Gene-expression profiling conducted by the researchers showed that miR-155-deficient CD8+ T cells had enhanced type I interferon signaling and were more susceptible to interferon’s antiproliferative effect.

They also found that inhibiting the type I interferon-associated transcription factor STAT1 triggered enhanced responses of miR-155-deficient CD8+ T cells in vivo, suggesting that the miRNA may influence changes in responsiveness to type I interferon by acting on the STAT1 signaling pathway.

“The amount of miR-155 may also function as a key modulator of CD8+ T cell responses in the presence of type I interferons, determining whether type I interferons act as costimulatory signals or as inhibitors,” the team wrote.

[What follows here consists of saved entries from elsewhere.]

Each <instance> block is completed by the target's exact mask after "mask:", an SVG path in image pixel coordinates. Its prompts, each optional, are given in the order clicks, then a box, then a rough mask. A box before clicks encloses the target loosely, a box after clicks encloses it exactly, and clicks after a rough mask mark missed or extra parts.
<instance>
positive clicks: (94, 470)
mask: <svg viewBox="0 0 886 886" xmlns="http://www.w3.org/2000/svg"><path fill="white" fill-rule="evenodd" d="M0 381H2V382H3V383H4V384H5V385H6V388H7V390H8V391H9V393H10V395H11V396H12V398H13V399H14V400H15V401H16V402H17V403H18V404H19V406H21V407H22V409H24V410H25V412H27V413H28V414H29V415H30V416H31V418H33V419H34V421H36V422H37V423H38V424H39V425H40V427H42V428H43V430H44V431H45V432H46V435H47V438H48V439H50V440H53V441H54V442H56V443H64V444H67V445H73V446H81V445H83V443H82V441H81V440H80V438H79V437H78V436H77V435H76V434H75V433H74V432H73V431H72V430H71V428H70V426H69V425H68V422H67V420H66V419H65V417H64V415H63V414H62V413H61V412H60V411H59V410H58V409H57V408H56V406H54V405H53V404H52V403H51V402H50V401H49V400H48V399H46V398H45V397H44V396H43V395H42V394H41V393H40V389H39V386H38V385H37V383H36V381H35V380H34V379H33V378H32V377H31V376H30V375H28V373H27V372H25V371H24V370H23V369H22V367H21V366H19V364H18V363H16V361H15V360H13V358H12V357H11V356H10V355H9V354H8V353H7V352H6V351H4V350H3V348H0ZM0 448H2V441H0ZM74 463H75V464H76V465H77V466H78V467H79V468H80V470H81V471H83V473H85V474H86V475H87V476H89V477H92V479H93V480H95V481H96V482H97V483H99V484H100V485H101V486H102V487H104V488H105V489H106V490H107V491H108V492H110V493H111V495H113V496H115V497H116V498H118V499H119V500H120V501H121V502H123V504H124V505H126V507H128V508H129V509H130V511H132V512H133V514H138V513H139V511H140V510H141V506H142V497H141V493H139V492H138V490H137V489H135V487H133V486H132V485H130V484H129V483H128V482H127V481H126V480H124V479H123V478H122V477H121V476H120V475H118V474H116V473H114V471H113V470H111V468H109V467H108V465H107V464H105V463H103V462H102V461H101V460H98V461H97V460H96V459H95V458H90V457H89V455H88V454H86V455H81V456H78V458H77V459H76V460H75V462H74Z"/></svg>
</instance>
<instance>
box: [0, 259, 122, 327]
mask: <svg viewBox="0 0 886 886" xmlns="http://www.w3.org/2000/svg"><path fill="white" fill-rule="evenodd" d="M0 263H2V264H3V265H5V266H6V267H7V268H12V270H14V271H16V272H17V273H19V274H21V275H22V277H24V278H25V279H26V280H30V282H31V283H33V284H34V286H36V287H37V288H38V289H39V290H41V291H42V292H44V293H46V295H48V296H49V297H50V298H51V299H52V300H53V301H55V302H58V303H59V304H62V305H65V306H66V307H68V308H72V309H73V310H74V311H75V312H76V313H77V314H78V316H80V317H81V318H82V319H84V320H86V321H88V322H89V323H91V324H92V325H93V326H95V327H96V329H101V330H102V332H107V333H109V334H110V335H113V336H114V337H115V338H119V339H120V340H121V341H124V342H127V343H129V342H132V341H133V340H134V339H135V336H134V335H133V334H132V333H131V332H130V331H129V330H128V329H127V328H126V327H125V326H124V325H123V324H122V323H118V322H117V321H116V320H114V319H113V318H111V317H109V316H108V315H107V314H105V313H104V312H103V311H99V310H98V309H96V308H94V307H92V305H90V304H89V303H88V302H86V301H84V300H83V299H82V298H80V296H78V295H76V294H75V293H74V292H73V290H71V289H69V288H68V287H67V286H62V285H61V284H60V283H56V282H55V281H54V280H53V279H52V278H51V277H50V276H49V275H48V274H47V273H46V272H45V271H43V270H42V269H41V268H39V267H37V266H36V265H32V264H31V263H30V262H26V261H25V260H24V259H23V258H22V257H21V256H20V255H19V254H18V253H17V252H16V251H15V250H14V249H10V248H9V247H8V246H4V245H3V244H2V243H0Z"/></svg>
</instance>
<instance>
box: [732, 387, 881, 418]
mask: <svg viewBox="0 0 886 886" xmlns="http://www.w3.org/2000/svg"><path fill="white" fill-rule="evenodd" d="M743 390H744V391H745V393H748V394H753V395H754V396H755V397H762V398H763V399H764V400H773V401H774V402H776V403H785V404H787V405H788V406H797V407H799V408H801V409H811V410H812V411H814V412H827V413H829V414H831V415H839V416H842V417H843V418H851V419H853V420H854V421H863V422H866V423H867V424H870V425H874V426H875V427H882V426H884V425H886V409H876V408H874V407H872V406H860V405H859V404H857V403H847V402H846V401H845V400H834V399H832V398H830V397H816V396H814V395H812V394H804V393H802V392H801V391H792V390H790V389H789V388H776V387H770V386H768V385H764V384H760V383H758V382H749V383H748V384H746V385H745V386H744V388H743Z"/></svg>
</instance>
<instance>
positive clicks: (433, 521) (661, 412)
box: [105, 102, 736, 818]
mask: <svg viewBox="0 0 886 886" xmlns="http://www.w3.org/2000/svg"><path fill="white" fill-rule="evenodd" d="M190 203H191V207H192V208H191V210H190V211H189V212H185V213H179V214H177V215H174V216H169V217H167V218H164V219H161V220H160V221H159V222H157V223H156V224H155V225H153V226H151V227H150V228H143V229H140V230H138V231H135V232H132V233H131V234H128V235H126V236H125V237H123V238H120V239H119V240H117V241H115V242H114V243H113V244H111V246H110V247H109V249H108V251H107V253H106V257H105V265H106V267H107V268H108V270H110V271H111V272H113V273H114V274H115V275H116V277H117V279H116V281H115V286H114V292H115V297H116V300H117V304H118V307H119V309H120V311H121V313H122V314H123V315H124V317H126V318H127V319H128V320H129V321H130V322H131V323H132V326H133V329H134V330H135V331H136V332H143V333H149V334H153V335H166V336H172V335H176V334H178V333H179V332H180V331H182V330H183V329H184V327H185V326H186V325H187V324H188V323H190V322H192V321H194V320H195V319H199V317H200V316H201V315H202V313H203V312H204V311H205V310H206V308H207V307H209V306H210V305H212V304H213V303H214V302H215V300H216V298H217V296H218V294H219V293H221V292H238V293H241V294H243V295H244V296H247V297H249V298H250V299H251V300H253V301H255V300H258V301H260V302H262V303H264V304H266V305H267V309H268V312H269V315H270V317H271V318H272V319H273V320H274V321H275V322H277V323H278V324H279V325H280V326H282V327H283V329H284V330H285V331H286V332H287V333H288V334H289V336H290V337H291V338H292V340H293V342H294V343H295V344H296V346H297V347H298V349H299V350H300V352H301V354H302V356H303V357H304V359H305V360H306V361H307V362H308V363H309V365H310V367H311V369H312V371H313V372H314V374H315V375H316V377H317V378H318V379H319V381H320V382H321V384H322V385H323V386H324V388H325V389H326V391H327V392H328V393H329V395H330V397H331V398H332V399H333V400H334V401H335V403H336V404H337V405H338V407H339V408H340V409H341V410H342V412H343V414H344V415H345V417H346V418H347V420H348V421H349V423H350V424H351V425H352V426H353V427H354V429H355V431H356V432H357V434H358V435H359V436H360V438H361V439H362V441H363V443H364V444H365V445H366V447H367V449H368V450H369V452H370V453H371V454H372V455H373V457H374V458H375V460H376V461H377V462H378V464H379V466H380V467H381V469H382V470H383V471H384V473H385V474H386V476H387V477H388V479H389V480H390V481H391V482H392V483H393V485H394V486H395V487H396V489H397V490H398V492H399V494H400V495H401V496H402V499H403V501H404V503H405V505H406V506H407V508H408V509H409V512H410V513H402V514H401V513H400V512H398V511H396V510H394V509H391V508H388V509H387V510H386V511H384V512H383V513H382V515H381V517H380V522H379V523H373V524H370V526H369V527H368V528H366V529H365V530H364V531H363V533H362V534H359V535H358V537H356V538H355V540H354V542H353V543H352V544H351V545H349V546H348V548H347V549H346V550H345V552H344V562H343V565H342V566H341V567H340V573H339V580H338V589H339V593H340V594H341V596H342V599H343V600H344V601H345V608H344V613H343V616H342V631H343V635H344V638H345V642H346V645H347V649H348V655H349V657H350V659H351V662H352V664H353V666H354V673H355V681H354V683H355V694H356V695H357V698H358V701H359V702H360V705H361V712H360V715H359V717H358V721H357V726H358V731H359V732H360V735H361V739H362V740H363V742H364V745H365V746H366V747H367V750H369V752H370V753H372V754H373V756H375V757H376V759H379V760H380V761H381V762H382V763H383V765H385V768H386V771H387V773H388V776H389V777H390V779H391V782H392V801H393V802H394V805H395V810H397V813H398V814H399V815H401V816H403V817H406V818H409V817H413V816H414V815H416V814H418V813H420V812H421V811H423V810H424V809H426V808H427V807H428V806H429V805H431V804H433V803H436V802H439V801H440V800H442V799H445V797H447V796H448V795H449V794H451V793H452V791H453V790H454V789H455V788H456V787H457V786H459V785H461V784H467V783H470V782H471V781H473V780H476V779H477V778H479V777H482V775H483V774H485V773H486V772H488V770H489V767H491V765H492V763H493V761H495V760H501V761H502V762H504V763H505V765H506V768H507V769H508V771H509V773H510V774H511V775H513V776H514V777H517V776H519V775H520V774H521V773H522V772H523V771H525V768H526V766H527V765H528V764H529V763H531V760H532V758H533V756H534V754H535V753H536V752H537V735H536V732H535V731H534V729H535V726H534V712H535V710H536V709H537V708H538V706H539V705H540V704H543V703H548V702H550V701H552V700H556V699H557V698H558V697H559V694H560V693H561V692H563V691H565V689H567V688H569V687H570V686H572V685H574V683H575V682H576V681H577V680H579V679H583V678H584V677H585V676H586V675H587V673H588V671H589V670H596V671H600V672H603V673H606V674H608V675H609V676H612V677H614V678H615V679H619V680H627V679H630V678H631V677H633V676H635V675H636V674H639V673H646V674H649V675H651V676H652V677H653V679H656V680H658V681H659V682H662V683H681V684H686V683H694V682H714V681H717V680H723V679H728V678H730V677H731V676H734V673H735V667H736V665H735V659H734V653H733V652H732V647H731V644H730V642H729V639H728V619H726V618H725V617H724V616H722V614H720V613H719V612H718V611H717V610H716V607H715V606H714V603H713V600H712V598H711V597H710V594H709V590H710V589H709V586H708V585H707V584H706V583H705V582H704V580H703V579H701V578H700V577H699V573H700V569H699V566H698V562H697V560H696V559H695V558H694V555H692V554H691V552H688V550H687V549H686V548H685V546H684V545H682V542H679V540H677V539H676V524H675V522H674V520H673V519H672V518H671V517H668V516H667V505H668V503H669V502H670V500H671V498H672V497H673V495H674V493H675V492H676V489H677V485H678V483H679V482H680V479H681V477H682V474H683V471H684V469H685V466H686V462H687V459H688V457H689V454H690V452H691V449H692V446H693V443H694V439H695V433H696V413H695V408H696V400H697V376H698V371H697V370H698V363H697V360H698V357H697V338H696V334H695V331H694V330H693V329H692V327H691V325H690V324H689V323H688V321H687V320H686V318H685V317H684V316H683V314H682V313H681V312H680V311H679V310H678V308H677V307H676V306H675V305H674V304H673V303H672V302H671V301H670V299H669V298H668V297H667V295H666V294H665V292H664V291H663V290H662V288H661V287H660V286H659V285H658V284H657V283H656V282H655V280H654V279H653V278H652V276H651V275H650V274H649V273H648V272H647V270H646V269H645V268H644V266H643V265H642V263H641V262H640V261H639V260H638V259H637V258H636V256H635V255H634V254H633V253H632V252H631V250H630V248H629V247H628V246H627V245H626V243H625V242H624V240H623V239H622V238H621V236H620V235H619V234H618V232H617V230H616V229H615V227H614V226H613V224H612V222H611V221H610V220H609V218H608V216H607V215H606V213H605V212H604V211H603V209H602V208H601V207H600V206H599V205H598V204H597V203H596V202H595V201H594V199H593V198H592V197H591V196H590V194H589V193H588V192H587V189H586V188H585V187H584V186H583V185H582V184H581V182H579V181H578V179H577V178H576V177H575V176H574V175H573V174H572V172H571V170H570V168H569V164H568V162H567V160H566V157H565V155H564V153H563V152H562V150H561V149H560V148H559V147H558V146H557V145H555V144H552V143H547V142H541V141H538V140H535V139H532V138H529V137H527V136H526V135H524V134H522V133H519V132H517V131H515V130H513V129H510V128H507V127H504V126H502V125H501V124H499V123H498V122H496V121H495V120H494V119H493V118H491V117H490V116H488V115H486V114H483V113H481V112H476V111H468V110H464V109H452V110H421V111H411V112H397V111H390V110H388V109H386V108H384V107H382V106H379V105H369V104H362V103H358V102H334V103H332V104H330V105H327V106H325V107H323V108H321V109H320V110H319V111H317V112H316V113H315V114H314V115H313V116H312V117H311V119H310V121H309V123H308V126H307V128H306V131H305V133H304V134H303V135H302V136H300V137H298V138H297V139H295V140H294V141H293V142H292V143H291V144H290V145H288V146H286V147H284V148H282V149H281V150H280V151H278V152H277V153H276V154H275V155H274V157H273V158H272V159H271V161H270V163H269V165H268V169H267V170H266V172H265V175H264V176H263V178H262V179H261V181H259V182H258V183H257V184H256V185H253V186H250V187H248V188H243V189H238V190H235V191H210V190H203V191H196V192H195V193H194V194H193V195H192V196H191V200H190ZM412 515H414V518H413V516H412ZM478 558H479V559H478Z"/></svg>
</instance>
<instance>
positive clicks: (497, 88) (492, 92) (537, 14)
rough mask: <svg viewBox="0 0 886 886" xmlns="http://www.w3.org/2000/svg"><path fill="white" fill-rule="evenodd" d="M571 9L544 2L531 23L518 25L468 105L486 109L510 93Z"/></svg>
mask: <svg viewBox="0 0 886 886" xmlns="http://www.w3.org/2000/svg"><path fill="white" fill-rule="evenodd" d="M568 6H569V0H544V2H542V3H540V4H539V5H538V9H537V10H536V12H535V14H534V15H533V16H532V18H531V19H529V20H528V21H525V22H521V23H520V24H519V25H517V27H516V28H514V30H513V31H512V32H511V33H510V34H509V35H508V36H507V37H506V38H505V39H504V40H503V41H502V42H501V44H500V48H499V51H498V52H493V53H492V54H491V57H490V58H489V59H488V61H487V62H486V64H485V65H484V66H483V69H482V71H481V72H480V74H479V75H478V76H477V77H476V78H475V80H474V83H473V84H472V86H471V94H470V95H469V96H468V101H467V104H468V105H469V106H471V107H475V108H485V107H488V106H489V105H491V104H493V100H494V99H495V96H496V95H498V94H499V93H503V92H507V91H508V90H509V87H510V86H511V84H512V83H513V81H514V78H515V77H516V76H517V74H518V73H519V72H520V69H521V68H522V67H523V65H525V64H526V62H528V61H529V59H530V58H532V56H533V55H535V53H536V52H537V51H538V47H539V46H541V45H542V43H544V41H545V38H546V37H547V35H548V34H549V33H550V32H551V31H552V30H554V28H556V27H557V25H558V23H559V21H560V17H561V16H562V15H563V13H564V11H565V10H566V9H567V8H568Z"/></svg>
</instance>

Turner noted that in other cell types where miR-155 has “important biological consequences for cell function,” it appears that the miRNA does not affect the type I interferon pathway.

“It may be that microRNA-155 targets different pathways in a cell type-specific way to modulate the function of different cells,” he said.

“It seems clear that microRNA targets are context-dependent,” he added. “I think that’s quite an interesting idea.”